Chapter 24: A Thousand Days and Nights
Does time heal all wounds?
A minute? An hour? Or a lifetime?
Evelyn stood by the window, watching a young couple laugh and play in the morning light. The boy clumsily handed her breakfast, and the girl’s laughter rang like wind chimes.
She suddenly remembered the first time Alexander brought her breakfast.
Back then, he was dressed in a tailored suit but blushed like a schoolboy as he pressed a steaming cup of soy milk into her hands.
“Dr. Carter, drink it while it’s hot.”
Now, he had finally found the person he truly wanted to bring breakfast to.
Vivian’s apartment was in the heart of the city, floor-to-ceiling windows framing the bustling streets below. Evelyn watched elderly joggers, housewives with grocery bags, and office workers rushing for buses.
The world kept turning. Only her time had stopped.
“Cry if you need to,” Vivian said, handing her a cup of tea. “The walls are soundproof.”
The fragrant steam curled upward. Evelyn stared at the tea leaves swirling in her cup.
Three years ago, on a rainy night, Alexander had shown up at her on-call room, drenched.
“Dr. Carter, can I borrow an umbrella?”
Later, he always said that rain had brought them together.
Now she wondered—maybe that rain had always been meant for someone else.
“I’m fine,” Evelyn heard herself say. “I just need time to adjust.”
Vivian scoffed. “Oh please. That’s not what you told me when I got dumped.”
She remembered. Vivian had been sobbing on the rooftop, and Evelyn had gripped her wrist tight.
“Is a scumbag worth this?”
Now she was asking herself the same question.
Children’s laughter drifted in from outside.

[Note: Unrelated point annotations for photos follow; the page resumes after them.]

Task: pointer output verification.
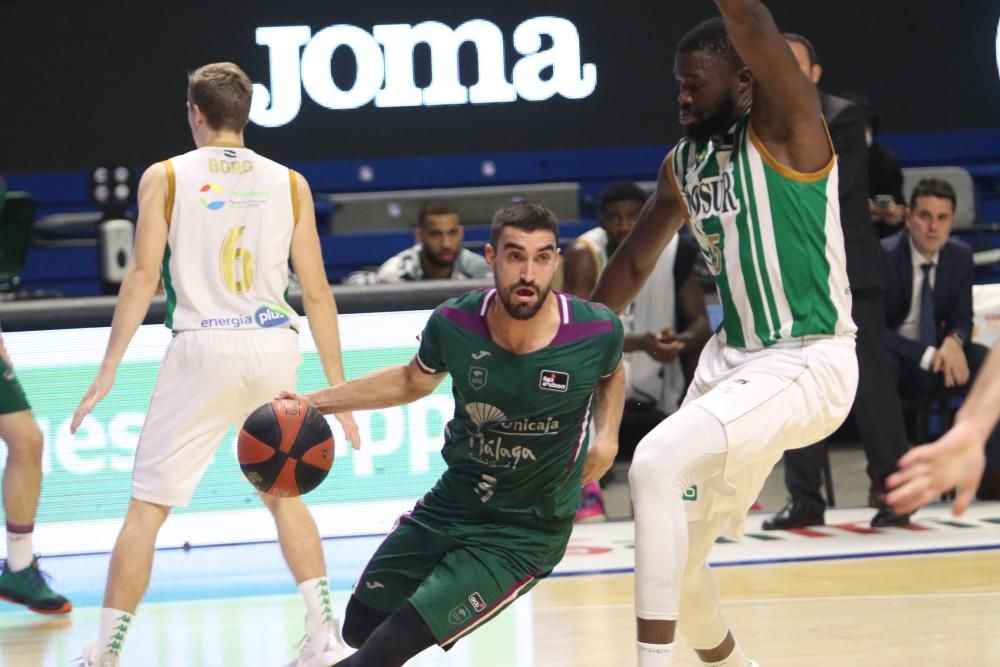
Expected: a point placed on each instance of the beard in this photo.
(522, 311)
(715, 123)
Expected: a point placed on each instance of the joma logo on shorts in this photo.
(477, 602)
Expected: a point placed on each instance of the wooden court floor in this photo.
(932, 611)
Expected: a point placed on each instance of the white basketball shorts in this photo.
(208, 381)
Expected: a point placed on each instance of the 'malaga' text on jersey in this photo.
(770, 236)
(520, 433)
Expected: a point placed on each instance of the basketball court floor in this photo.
(842, 595)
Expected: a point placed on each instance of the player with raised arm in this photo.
(755, 177)
(222, 222)
(528, 367)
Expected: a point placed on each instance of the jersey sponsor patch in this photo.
(553, 381)
(478, 377)
(477, 602)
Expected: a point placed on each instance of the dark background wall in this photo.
(94, 81)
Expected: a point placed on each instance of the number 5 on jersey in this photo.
(237, 263)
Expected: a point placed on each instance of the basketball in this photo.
(285, 448)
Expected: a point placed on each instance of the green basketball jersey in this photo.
(516, 446)
(770, 236)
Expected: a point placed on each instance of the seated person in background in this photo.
(929, 301)
(667, 319)
(438, 253)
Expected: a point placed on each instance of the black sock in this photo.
(399, 638)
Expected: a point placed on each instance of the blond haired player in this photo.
(222, 222)
(957, 459)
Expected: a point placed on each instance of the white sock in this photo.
(19, 549)
(319, 609)
(655, 655)
(114, 626)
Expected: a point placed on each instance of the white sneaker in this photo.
(90, 657)
(314, 654)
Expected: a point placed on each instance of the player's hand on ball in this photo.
(281, 395)
(350, 427)
(600, 456)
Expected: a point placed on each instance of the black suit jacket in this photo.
(952, 292)
(847, 122)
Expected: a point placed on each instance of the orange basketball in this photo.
(285, 448)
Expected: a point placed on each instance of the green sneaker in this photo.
(30, 588)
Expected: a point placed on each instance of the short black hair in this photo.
(623, 191)
(796, 38)
(934, 187)
(524, 215)
(710, 37)
(435, 207)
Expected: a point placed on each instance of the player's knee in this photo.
(26, 447)
(360, 622)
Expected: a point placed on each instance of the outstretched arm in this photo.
(137, 288)
(383, 388)
(786, 112)
(955, 460)
(635, 258)
(608, 417)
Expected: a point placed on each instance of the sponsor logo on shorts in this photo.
(268, 317)
(227, 322)
(477, 377)
(477, 602)
(553, 381)
(460, 615)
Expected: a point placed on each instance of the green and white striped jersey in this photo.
(771, 236)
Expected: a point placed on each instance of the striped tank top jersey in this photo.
(771, 236)
(231, 214)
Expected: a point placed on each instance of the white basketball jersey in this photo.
(231, 214)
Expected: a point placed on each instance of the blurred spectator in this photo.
(929, 307)
(438, 253)
(876, 409)
(886, 201)
(667, 320)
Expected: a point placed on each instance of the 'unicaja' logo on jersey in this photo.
(210, 197)
(268, 317)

Evelyn recalled Alexander saying he wanted a daughter.
“One just like you,” he’d murmured, brushing her hair aside. “Smart and gentle.”

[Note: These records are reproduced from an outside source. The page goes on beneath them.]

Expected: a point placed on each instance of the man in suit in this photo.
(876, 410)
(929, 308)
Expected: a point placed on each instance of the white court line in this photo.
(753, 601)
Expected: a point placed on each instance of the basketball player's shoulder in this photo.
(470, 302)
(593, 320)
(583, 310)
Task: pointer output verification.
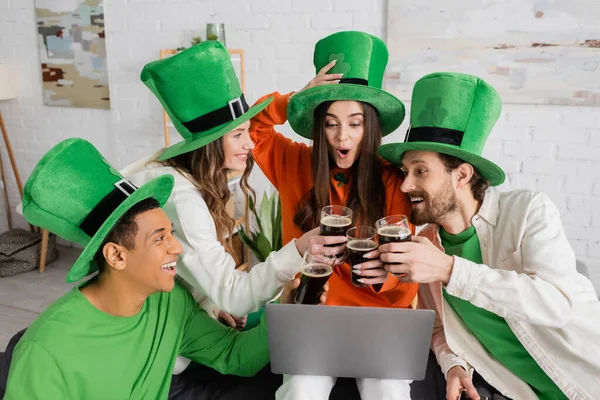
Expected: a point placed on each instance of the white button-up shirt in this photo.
(529, 278)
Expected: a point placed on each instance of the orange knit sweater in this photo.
(287, 165)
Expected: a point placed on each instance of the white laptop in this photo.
(354, 342)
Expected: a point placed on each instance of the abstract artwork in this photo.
(73, 53)
(532, 51)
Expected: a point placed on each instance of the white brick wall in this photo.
(549, 148)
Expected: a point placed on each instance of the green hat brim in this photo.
(159, 188)
(301, 109)
(394, 152)
(213, 134)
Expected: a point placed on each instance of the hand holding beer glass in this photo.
(361, 240)
(393, 229)
(314, 274)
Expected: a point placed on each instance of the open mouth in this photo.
(416, 199)
(169, 267)
(343, 153)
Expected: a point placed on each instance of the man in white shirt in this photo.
(513, 313)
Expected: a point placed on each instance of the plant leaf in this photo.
(250, 243)
(263, 245)
(251, 203)
(277, 228)
(265, 218)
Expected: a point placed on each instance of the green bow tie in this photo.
(341, 178)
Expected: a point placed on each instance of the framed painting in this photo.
(531, 51)
(72, 52)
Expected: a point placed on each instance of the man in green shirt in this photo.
(496, 267)
(117, 335)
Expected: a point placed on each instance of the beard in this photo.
(436, 207)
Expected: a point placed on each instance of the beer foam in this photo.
(308, 270)
(336, 220)
(361, 245)
(394, 231)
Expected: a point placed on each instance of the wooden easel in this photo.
(13, 163)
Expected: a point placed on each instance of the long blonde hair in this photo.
(204, 168)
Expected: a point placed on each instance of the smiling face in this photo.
(344, 130)
(429, 186)
(152, 260)
(237, 146)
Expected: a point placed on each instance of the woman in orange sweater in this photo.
(346, 114)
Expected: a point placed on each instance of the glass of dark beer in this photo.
(335, 221)
(314, 273)
(360, 241)
(393, 229)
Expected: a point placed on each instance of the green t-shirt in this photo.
(75, 351)
(492, 330)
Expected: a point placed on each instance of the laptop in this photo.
(352, 342)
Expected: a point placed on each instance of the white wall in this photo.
(550, 148)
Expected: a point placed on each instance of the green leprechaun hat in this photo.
(75, 193)
(201, 94)
(453, 114)
(362, 59)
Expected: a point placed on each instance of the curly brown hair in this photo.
(204, 168)
(477, 183)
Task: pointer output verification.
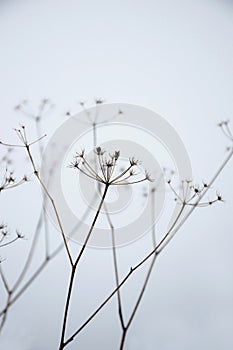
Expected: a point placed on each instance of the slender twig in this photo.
(75, 265)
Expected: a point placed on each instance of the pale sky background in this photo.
(175, 57)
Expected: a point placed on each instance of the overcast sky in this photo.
(176, 58)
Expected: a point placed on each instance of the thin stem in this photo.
(120, 312)
(36, 173)
(74, 267)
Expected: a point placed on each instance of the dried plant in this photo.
(106, 172)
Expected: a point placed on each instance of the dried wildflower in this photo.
(44, 107)
(190, 195)
(224, 125)
(106, 170)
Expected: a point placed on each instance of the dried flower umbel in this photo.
(106, 172)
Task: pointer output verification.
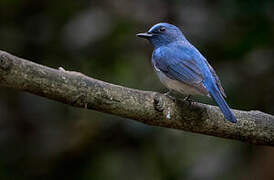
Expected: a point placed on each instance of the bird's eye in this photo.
(162, 29)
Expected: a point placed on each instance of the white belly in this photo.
(178, 86)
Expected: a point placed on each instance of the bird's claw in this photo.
(188, 99)
(171, 97)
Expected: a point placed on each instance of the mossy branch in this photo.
(150, 108)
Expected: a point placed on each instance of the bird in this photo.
(182, 68)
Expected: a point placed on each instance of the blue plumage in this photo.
(181, 67)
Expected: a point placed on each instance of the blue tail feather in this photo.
(218, 98)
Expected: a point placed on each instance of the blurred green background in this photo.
(40, 138)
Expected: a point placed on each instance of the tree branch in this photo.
(150, 108)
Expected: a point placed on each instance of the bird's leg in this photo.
(168, 95)
(188, 99)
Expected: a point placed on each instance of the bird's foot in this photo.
(171, 97)
(188, 99)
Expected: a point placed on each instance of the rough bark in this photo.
(150, 108)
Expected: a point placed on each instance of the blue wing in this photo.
(178, 64)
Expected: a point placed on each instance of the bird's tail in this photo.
(218, 98)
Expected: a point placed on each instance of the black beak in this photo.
(145, 35)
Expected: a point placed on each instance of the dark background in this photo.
(40, 138)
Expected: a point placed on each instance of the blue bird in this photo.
(182, 68)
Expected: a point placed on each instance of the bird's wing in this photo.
(218, 82)
(178, 64)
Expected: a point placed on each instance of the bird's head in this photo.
(162, 34)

Now he could have that with the woman he truly loved.
Vivian suddenly shoved a pillow into her hands. “Go on, punch it. It’s new—soft enough.”
Evelyn shook her head, but something warm trailed down her cheek.
The body was more honest than the heart.
Her fingers brushed the faint mark on her ring finger. Three years of marriage had left a deeper imprint than she’d realized.
“I always knew,” she whispered. “Every time he drank, it was her name he called.”
Vivian’s hand froze mid-air.
The spring breeze carried in the scent of flowers. Evelyn remembered the last time she and Alexander saw the cherry blossoms.
His phone had lit up then—Annabelle glaring on the screen.
“A colleague,” he’d explained.
How ironic. Even their names felt like a cruel joke.
“Evelyn.” Vivian’s voice turned serious. “Let’s go somewhere.”
“Hm?”
“Tibet, Xinjiang, Antarctica—anywhere far.” Her eyes sparkled. “The farther, the better.”
Evelyn looked out the window. The sunlight was blinding, burning her eyes.
Funny how the world seemed unbearably bright when your heart was breaking.